Art Is Not Useless
It’s just crammed in the wrong box
At Yale, Harold Bloom’s students would randomly shout line numbers from Paradise Lost, and he would recite them from memory.
Bloom loved the Western Canon. Still, he said that art is not “useful.” Attempting to sum it up into tidy moral lessons or, God forbid “takeaways” is to diminish and misunderstand it.
Hell yeah, brother. When we ask the question, “Is art useful?” we’re already on the wrong track. We’re trying to cram art into a box it doesn’t belong.
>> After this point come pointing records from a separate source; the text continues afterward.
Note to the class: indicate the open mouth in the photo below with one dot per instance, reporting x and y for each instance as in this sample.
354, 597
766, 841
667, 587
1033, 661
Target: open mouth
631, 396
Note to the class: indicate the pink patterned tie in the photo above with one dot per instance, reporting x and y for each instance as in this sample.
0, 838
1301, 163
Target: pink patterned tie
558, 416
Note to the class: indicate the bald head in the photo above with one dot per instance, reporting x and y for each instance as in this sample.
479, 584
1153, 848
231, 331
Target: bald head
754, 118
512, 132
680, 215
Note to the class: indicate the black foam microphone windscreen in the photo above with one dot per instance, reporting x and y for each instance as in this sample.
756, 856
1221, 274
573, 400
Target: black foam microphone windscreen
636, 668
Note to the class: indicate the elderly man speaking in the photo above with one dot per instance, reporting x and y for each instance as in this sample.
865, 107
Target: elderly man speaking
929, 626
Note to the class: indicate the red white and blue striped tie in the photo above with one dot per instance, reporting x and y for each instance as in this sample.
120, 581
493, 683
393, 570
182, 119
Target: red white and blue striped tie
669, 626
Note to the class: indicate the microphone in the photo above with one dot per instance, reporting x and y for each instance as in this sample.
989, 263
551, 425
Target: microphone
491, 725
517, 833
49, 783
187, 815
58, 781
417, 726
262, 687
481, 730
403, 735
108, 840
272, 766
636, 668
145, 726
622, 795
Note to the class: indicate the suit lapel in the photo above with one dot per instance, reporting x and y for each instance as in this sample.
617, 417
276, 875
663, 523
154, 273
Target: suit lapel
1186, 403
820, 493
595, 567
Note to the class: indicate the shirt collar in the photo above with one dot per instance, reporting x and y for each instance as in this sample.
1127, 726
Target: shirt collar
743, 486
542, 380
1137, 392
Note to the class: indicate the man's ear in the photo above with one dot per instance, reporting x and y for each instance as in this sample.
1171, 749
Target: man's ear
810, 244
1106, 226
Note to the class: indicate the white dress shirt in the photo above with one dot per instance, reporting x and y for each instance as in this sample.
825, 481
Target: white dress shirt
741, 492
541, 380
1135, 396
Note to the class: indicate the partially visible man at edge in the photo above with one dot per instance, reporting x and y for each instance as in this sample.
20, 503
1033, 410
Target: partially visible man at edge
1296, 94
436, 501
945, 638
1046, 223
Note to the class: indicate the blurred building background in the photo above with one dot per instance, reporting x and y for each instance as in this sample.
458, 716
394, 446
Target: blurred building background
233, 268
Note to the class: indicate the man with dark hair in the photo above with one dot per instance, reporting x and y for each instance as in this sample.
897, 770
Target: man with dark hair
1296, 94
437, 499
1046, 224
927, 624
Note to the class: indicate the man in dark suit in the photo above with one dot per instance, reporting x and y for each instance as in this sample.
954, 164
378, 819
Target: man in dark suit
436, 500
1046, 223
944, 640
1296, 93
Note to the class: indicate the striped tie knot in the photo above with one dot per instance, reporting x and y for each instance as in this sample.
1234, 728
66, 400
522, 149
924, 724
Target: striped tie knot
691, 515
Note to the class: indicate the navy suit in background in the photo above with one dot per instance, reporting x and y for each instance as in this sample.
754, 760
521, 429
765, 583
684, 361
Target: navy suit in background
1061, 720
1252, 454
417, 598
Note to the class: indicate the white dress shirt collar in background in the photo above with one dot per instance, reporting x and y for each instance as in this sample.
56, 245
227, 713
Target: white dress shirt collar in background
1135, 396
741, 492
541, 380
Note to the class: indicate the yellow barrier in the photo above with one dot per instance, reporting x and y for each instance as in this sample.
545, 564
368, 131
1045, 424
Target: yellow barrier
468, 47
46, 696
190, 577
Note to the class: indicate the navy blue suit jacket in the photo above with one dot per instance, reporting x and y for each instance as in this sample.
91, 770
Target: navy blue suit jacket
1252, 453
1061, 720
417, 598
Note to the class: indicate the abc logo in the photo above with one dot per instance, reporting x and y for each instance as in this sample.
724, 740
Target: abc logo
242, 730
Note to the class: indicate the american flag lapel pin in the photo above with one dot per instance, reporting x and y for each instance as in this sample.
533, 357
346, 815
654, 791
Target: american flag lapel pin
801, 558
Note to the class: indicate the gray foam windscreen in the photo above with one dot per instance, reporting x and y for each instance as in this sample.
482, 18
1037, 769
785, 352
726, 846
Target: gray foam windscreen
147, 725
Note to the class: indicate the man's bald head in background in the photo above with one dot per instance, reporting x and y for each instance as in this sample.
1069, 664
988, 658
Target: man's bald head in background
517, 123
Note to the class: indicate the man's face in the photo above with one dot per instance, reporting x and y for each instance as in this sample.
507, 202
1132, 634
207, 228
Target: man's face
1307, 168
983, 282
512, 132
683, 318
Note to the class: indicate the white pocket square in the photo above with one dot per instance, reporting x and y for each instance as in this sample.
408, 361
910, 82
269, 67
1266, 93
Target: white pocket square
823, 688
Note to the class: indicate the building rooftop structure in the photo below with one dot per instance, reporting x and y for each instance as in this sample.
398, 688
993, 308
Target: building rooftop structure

I’m reminded of Elon Musk posting on X about listening to the Iliad at 1.25x speed. I mean, I’m glad he’s listening (and audio is definitely the best way to experience it), but The Iliad is not Atomic Habits; you’re not meant to hurry to the key takeaways: “Top 10 Lesson from The Iliad: #7 Don’t Get Shot in Your Heel.”
Elon Musk, at least, takes it on faith that the staples of the Western Canon are important. He hasn’t descended to the debased materialism of Sam Bankman-Fried, who said that Shakespeare being the greatest writer of all time was mathematically unlikely.
Literature is not software. Updates do not make the old versions irrelevant. Art does not function that way — it has different rules altogether. The Iliad is important because it is wondrous.